In the present disclosure, the predetermined value is not particularly limited. As an optional implementation, the predetermined value may be the time required for playing 3 to 5 video frames.

When the physical set-top box decodes the received video frame, the decoding may fail due to various factors (for example, physical set-top box hardware problems, data loss during stream transmission). When the physical set-top box fails to decode, a decoding failure flag will be generated and sent to the cloud set-top box as "decoding feedback".

When comparing the smallest PTS value in the PTS queue with the decoding failure indicator, it is easy to determine that the decoding feedback is the decoding failure indicator, as shown in Figure 3. In this case, the video decoding method also includes: In step S170, decoding exception information is generated.

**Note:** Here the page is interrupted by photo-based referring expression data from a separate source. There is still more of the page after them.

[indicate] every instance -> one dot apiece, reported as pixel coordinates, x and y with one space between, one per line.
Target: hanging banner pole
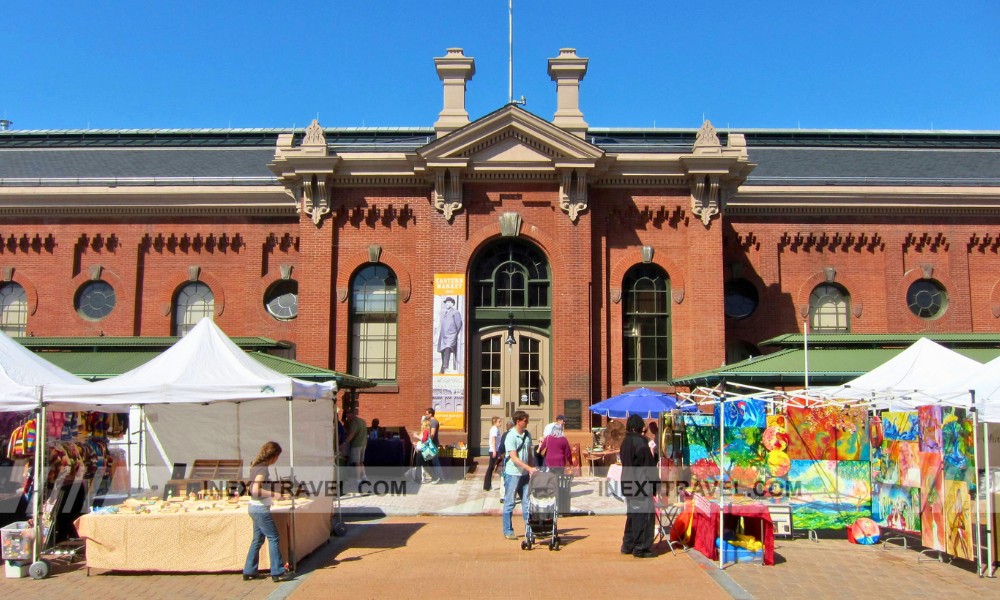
291 471
805 350
722 462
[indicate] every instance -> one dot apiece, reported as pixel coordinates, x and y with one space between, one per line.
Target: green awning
827 366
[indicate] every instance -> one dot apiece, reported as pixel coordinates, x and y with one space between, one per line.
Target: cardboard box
16 569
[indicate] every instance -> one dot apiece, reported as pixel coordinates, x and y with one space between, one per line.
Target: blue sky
123 64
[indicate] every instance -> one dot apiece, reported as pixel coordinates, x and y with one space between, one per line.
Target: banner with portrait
449 350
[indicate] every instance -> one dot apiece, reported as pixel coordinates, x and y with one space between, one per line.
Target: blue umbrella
644 402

In step S170, after the decoding exception information is generated, relevant technical personnel can process the decoding exception information.

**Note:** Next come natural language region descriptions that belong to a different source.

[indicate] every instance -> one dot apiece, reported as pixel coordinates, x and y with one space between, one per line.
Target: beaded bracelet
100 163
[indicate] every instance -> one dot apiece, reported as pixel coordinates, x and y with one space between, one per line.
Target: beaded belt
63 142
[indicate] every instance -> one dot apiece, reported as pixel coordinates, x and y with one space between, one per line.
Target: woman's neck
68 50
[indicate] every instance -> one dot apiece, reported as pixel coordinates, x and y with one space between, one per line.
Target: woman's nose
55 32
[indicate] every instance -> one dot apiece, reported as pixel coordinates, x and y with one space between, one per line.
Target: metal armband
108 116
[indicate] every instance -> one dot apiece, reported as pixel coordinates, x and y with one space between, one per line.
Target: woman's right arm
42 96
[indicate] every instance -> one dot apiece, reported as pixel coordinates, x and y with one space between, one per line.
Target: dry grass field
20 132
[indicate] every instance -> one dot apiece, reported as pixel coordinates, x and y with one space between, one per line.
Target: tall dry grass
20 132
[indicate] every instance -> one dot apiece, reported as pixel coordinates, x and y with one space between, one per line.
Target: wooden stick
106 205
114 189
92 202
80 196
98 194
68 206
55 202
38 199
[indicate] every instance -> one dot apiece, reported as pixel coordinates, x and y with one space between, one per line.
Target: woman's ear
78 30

In this disclosure, the abnormality of the physical end set-top box can also be determined in the following manner: after receiving the decoding feedback, query the PTS queue to determine the smallest PTS value in the PTS queue; when the PTS queue is empty When, decoding exception information is generated.

After the physical end set-top box completes decoding of the video frame to be decoded, it needs to render the decoded video frame. Therefore, as shown in Figure 3, the video decoding method also includes step S180.

In step S180, if the physical set-top box decodes normally, a rendering instruction for the decoded video frame is sent to the physical set-top box.

After receiving the rendering instruction, the physical set-top box can render the corresponding decoded video frame.

As a second aspect of the present disclosure, a video decoding method is provided for use in a physical set-top box. As shown in Figure 4, the video decoding method includes steps S210 to S230.

In step S210, the video code stream is received.

In step S220, each video frame to be decoded is sequentially decoded in the order of the PTS value of each video frame to be decoded in the video code stream, and corresponding decoding feedback is generated.

In step S230, the decoding feedback is sent to the cloudification machine according to the decoding order. top box.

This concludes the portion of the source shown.